On September 18, 2020 at 08:55, Universitätsklinikum Düsseldorf fell victim to one of the most severe cyberattacks on hospitals in the world. Hacker group Evil Corp executed a targeted ransomware attack that completely paralyzed the hospital's IT systems within minutes.

The attackers had gained access through phishing emails and introduced Ryuk ransomware into the hospital's network. Electronic patient records, communication systems, and critical control systems all failed simultaneously. The hospital was forced to revert to paper-based procedures and manual emergency protocols. Hospital Director Simone Kehler later stated: "The attack disrupted life-critical processes and forced us to operate on paper."

A Tragic Delay

Just two hours after the attack began—around 10:29—the situation turned deadly. A 75-year-old woman in critical condition with multiple organ failure desperately needed intensive medical treatment. Normally, she would have been treated at Universitätsklinikum Düsseldorf, but the hospital's IT failure made it impossible to admit emergency patients.

The planned helicopter transfer to Cologne University Hospital, approximately 40 kilometers away, could not be coordinated due to the system outage. Instead, the patient was transported by ambulance to the hospital in Wuppertal, 25 kilometers away. The additional delay and longer transport distance proved fatal for the severely ill woman. She died on September 19, 2020, during transport or shortly after arriving at Wuppertal—becoming the first documented death globally caused by a ransomware attack.

Investigation into Evil Corp

The Düsseldorf State Prosecutor's Office launched a comprehensive investigation under case number 147 UJs 304/20. In cooperation with the German Federal Criminal Police (BKA), hacker group Evil Corp was identified as the perpetrator. The group is led by Russian national Maksim Yakubets, born 1987, known by the hacker alias "Aqua." He had been on the FBI's wanted list since December 2019.

North Rhine-Westphalia's Interior Minister Herbert Reul characterized the attack as "an attack on human life" during a press conference on September 23, 2020. He described it as "the first globally documented death from ransomware"—an assessment later confirmed by Europol in their IOCTA report 2021.

Despite intensive international investigations, no convictions were secured in Germany until 2026. The US imposed sanctions on Yakubets in December 2020 and offered a five million USD reward for information leading to his arrest. Europol launched Operation Gold Dust in 2022, a coordinated campaign against Evil Corp.

Global Consequences for Critical Infrastructure

The Universitätsklinikum Düsseldorf case marked a turning point in cybersecurity awareness within healthcare.
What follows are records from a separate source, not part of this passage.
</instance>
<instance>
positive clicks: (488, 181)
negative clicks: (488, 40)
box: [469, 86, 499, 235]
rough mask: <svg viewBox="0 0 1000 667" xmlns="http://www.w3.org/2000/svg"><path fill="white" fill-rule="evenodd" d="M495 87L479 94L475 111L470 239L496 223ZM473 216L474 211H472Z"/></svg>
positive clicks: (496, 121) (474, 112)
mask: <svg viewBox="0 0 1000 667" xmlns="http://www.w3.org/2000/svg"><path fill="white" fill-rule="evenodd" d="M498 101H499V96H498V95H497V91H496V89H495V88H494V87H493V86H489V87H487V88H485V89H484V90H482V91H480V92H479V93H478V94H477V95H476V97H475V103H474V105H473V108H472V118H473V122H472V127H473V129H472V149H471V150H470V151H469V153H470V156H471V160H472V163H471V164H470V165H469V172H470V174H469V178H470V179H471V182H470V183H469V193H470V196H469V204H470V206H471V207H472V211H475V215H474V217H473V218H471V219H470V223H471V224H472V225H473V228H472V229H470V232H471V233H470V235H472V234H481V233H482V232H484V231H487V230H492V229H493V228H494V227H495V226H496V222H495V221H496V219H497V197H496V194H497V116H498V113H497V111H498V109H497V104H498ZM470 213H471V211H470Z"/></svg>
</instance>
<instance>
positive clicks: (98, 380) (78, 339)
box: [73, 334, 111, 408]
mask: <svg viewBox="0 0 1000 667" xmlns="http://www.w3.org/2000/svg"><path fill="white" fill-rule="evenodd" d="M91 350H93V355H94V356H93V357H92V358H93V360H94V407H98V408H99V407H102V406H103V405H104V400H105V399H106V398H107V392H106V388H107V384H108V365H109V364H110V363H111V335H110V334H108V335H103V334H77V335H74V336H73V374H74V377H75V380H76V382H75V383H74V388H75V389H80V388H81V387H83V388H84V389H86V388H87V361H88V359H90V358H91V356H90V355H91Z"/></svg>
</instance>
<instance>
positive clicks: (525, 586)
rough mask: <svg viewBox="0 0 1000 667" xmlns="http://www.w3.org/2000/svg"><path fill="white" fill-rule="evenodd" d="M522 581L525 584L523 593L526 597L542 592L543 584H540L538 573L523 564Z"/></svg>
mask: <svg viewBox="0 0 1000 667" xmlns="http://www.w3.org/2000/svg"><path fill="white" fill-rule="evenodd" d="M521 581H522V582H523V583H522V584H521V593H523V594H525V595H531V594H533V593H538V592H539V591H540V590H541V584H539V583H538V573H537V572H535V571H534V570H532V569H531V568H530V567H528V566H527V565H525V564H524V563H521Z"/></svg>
The hospital's IT systems remained offline for 11 days—an unprecedented outage for an institution of its size.

North Rhine-Westphalia established a Cybersecurity Center for Healthcare in 2021 to better protect clinics. At the European level, the case accelerated legislation. The EU's NIS2 Directive from 2022, implemented in Germany in 2024, now classifies hospitals as "critical entities" with mandatory incident reporting within 24 hours.
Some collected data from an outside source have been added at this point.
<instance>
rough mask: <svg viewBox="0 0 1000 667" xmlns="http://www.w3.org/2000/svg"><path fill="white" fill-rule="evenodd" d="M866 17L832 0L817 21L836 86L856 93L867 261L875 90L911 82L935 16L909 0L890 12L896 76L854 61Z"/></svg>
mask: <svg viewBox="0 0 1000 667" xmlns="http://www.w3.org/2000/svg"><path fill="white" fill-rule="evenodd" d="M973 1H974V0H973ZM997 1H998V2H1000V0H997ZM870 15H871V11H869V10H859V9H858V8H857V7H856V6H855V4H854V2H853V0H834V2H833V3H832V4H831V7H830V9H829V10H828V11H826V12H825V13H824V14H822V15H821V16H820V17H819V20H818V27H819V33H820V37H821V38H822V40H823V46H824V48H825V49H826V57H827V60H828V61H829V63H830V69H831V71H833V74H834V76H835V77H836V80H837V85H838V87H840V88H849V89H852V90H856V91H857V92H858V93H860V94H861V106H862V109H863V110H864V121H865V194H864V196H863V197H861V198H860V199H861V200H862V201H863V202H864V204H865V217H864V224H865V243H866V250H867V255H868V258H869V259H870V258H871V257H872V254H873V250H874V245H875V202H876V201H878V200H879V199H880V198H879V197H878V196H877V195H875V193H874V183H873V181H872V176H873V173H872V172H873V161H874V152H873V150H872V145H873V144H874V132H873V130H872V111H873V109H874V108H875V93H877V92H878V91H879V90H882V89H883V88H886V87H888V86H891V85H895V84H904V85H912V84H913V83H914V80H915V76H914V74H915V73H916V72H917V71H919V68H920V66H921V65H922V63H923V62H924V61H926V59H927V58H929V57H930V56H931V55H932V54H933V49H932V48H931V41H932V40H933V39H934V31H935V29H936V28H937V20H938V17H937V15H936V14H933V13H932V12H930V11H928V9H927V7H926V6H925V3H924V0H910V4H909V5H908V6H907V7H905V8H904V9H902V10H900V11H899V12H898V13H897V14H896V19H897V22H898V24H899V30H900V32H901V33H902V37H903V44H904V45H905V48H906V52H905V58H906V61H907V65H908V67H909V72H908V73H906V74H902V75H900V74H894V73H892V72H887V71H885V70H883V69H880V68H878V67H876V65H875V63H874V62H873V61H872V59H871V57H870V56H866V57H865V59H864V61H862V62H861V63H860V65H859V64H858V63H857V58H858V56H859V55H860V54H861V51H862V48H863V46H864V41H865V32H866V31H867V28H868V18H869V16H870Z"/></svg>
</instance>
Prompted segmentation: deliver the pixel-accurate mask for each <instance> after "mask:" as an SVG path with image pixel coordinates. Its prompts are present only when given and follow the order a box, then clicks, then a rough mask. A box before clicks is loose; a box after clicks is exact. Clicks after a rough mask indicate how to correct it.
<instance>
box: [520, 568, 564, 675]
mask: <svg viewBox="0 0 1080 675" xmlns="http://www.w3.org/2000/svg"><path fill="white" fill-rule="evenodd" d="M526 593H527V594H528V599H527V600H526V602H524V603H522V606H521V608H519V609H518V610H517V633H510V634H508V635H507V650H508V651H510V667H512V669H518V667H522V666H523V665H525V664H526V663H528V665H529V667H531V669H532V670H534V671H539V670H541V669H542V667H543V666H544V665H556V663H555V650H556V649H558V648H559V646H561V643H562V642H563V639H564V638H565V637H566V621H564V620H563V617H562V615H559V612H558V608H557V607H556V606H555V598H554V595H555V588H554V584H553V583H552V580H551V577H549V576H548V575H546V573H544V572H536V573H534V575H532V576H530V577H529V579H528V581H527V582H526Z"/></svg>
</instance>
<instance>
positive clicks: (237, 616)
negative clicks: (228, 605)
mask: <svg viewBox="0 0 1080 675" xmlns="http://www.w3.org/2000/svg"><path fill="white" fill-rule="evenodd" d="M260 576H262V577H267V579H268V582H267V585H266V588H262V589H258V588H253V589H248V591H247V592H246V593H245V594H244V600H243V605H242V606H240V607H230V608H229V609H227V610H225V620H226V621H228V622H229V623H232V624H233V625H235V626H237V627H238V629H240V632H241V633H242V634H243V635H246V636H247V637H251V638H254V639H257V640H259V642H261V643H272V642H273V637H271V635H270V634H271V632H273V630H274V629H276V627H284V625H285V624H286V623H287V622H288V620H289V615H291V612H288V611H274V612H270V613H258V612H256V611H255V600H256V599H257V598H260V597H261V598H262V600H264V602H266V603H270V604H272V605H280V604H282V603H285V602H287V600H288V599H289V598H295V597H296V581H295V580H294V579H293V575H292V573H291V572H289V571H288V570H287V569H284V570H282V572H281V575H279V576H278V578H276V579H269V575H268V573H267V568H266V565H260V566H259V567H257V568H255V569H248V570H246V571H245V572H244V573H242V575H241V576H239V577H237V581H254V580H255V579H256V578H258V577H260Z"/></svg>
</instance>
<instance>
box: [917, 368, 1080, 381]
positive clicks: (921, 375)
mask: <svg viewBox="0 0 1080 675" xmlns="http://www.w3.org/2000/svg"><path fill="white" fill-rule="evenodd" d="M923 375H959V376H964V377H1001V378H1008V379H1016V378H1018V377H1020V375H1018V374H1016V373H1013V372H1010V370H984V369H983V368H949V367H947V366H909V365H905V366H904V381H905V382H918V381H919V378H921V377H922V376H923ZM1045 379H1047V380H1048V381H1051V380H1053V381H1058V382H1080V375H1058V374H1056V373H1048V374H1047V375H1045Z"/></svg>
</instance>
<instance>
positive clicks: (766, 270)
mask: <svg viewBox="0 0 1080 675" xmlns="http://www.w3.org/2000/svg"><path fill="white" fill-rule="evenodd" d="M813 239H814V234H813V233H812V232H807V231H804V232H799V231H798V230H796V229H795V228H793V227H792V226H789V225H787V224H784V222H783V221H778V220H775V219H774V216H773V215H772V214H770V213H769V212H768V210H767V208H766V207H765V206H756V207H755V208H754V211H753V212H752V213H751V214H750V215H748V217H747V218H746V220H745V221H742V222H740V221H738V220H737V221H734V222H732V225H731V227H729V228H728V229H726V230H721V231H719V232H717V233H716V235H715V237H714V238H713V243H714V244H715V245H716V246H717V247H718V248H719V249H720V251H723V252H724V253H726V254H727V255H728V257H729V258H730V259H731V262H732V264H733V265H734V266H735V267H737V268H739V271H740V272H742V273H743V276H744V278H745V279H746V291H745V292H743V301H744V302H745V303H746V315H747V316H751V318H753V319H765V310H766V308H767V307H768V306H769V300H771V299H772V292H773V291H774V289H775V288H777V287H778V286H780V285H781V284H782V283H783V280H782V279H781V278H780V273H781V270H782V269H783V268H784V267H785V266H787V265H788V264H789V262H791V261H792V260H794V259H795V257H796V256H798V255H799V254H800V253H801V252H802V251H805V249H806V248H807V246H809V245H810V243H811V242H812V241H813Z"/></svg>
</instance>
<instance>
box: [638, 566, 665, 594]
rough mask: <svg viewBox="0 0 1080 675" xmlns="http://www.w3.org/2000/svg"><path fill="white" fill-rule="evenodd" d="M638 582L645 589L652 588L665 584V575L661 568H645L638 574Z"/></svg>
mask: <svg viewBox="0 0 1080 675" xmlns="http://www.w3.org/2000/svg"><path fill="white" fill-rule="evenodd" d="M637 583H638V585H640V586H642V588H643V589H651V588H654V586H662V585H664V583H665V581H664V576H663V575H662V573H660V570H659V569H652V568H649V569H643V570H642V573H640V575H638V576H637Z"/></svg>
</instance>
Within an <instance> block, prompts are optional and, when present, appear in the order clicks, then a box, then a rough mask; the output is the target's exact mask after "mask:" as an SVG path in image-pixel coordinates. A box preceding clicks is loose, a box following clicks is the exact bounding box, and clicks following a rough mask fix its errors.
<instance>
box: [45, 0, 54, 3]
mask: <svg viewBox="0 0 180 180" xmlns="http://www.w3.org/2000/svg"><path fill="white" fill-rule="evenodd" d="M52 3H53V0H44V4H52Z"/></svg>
The Federal Office for Information Security (BSI) also strengthened its KRITIS regulations in 2021, significantly increasing protection requirements. Internationally, the WHO responded in 2021 with guidelines for cyber resilience in healthcare, while the US Cybersecurity and Infrastructure Security Agency (CISA) launched their StopRansomware initiative.

The death of the 75-year-old woman became a symbol of cybercrime's real and deadly consequences. What was previously considered purely digital crime had now, for the first time, demonstrably cost a human life—a dark milestone that fundamentally changed the world's view of digital security in life-critical institutions.